- Dodhala Location in Punjab, India Dodhala Dodhala (India)
- Coordinates: 31°02′55″N 76°02′43″E﻿ / ﻿31.0485035°N 76.0453462°E
- Country: India
- State: Punjab
- District: Shaheed Bhagat Singh Nagar

Government
- • Type: Panchayat raj
- • Body: Gram panchayat
- Elevation: 254 m (833 ft)

Population (2011)
- • Total: 870
- Sex ratio 401/469 ♂/♀

Languages
- • Official: Punjabi
- Time zone: UTC+5:30 (IST)
- PIN: 144518
- Telephone code: 01823
- ISO 3166 code: IN-PB
- Post office: Garcha
- Website: nawanshahr.nic.in

= Dodhala =

Dodhala is a village in Shaheed Bhagat Singh Nagar district of Punjab State, India. It is located 4 km away from postal head office Garcha, 12 km from Nawanshahr, 6 km from district headquarter Shaheed Bhagat Singh Nagar and 99 km from state capital Chandigarh. The village is administrated by Sarpanch Smt . Surinder Kaur W/o Mr Gulzar Singh Saini an elected representative of the village.

== Demography ==
As of 2011, Dodhala has a total number of 199 houses and population of 870 of which 401 include are males while 469 are females according to the report published by Census India in 2011. The literacy rate of Dodhala is 85.77%, higher than the state average of 75.84%. The population of children under the age of 6 years is 62 which is 7.13% of total population of Dodhala, and child sex ratio is approximately 1067 as compared to Punjab state average of 846.

Most of the people are from Schedule Caste which constitutes 30.92% of total population in Dodhala. The town does not have any Schedule Tribe population so far.

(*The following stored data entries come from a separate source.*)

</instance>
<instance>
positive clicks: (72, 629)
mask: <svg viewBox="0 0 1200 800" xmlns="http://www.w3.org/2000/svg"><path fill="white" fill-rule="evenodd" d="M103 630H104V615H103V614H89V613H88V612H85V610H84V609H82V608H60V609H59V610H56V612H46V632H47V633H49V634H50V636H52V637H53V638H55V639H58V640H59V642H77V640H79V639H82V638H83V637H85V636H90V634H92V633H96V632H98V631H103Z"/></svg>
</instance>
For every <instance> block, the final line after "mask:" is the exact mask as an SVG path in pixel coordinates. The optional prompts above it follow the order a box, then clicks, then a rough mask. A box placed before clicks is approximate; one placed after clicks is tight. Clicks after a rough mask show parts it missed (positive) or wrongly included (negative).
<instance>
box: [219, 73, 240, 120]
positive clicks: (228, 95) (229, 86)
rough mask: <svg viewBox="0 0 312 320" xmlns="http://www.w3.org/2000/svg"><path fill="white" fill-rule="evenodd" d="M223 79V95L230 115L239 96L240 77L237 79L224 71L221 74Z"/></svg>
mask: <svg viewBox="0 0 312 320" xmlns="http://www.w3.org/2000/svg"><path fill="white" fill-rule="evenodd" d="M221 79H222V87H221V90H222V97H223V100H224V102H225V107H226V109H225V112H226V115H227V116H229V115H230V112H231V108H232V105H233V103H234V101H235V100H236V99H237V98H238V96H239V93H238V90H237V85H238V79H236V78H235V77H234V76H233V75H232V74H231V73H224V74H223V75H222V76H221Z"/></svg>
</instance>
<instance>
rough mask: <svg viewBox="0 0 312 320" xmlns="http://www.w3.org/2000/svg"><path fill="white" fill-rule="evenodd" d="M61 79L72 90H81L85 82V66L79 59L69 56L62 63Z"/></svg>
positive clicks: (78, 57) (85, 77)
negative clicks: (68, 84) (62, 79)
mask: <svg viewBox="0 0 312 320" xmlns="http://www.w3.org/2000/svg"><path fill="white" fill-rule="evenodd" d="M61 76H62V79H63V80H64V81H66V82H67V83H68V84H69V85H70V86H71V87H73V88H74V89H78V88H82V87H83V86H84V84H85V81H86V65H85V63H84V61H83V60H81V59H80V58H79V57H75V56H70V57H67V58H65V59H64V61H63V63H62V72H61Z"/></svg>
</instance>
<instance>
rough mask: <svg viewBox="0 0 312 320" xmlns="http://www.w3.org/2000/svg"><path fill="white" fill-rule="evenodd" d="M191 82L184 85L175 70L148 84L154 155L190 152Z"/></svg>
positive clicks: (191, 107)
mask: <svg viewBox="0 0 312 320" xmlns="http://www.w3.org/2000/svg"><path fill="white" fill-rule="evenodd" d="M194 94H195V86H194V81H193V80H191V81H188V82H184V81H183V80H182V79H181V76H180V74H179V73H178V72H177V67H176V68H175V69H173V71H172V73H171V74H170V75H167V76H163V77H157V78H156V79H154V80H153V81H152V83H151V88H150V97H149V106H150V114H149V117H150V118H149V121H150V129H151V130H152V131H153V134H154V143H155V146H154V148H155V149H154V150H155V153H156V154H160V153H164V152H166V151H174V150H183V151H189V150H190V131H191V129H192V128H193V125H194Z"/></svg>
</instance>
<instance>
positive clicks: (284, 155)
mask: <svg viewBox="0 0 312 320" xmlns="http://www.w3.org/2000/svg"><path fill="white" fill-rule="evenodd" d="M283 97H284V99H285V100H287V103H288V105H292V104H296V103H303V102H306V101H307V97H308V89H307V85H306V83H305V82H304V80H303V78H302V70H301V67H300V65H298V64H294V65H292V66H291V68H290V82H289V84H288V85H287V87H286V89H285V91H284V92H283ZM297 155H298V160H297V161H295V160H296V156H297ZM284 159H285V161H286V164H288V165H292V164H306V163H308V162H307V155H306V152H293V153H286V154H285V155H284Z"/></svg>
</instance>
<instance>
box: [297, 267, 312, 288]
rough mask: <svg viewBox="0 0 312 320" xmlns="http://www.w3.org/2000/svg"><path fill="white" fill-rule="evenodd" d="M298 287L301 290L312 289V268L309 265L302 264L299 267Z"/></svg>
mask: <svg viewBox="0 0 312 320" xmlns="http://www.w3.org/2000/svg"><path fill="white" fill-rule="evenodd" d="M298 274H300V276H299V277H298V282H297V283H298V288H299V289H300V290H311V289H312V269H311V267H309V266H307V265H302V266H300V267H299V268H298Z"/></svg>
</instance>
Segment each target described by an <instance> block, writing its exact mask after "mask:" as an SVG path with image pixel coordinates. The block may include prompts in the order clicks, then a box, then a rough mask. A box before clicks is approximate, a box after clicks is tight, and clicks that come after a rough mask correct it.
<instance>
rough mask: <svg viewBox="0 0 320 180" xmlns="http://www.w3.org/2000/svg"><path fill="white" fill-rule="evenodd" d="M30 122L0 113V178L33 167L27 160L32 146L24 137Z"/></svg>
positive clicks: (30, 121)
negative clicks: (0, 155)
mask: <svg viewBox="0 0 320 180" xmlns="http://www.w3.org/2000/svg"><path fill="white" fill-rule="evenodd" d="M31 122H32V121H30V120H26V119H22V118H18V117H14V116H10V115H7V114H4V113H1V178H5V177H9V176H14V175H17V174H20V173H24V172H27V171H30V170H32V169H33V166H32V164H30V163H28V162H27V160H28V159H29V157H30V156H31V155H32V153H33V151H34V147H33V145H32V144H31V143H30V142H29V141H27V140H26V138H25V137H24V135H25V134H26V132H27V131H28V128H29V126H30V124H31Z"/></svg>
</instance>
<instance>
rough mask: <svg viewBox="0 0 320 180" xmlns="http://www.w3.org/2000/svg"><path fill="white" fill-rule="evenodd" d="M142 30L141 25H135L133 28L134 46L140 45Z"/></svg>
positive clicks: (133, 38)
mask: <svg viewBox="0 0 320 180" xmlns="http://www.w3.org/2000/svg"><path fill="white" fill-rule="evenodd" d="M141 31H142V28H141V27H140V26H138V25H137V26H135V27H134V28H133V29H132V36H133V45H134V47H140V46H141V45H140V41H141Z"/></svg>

As per the report published by Census India in 2011, 243 people were engaged in work activities out of the total population of Dodhala which includes 224 males and 19 females. According to census survey report 2011, 93.83% workers describe their work as main work and 6.12% workers are involved in Marginal activity providing livelihood for less than 6 months.

== Education ==
The village has a Punjabi medium, co-ed primary school founded in 1976. The schools does not provide mid-day meal. The school provide free education to children between the ages of 6 and 14 as per Right of Children to Free and Compulsory Education Act. KC Engineering College and Doaba Khalsa Trust Group Of Institutions are the nearest colleges. Industrial Training Institute for women (ITI Nawanshahr) is 15 km and Lovely Professional University is 49 km away from the village.

== Transport ==
Nawanshahr railway station is the nearest train station however, Garhshankar Junction railway station is 28 km away from the village. Sahnewal Airport is the nearest domestic airport which located 56 km away in Ludhiana and the nearest international airport is located in Chandigarh also Sri Guru Ram Dass Jee International Airport is the second nearest airport which is 157 km away in Amritsar.